Outages at Paypal, Mozilla, DreamHost, MT
There were a number of outages this weekend at prominent sites. Most were brief, and the longest of them actually contained good news for customers.
- Paypal, one of the world’s largest payment processing sites, had an outage Friday night. “The PayPal website was partially unavailable for approximately an hour starting at 10:30 PM.,” the company said in an advisory. “During this time PayPal users may have received Page Cannot be Displayed errors and may not have been able to complete PayPal payments.” An hour doesn’t seem like very long, but PayPal processed $14.04 billion in payments in 4Q07 – a rate of about $6.3 million per hour.
- The Mozilla Corporation had about 90 minutes of downtime on March 18. “From initial investigation, it appears that one of the switches in a blade server chassis had a software issue, causing a network-wide broadcast storm,” Mozilla’s Justin Fitzhugh writes in an outage report. “Overall effect was that the switching fabric for our San Jose datacenter was unusable.” Mozilla is also looking for more mirrors.
- It was bad news, good news for DreamHost customers. The bad news: Many DreamHost services and sites were offline for 12 hours Friday and Saturday as the company migrated a major server cluster between data centers. The good news? The move went smoothly and the sites and services were back online as scheduled.
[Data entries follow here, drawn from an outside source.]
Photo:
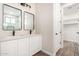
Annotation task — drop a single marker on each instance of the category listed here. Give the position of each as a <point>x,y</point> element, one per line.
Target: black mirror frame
<point>33,21</point>
<point>3,17</point>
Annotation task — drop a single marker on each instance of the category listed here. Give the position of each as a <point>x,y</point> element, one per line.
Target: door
<point>9,48</point>
<point>56,27</point>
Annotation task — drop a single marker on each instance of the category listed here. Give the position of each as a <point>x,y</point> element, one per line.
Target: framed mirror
<point>28,21</point>
<point>11,18</point>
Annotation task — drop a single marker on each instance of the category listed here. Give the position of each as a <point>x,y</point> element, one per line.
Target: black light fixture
<point>25,5</point>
We’ve often noted problems at DreamHost, and wanted to give equal time to them getting this one right. Not all data center migrations go smoothly, as customers of ValueWeb and Alabanza could tell you.
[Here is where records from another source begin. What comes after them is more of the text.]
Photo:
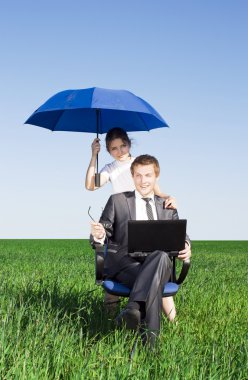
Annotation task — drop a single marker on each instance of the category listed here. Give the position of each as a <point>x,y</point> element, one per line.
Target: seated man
<point>147,278</point>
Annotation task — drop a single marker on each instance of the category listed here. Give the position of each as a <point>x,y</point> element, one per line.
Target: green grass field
<point>53,325</point>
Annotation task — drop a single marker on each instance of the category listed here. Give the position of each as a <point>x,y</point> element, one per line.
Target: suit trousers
<point>146,280</point>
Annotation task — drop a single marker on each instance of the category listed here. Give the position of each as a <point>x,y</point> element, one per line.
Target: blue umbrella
<point>96,110</point>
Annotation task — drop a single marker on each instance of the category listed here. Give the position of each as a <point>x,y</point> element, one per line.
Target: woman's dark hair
<point>117,133</point>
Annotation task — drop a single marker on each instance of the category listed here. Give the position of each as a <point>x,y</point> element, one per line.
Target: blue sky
<point>187,58</point>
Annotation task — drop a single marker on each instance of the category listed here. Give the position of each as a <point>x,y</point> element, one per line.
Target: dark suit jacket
<point>119,209</point>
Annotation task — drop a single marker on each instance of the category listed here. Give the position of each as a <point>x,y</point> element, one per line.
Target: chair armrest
<point>184,272</point>
<point>99,263</point>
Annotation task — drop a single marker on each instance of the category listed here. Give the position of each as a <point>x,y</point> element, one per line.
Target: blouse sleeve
<point>105,171</point>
- Media Temple had some unexpected downtime Sunday afternoon for one of its Grid-Service clusters, which followed a brief outage Saturday.
The blade-switch error is not uncommon. One of our best engineers was at a customer site where the customer was complaining that their network was performing slowly. A detailed look showed that one of the Blade Switches (vendor to remain nameless, but not from us) had decided it wanted to be the root bridge for the entire L2 domain.
A few ways to solve this-
1) hard code the priority
2) set ‘Root Guard’ on in the aggregation switches
3) design Spanning-Tree out of the network as a topology bound protocol (getting harder because of server virtualization)
Not an uncommon event though, so worth checking into in many infrastructures where blade switches may be rather ‘haphazardly’ deployed.
Mike SullivanPosted March 24th, 2008
Netflix.com has been down for at least a few hours on Monday morning. First the site sent back “Service Unavailable” errors, and now it is resetting connections without loading any pages.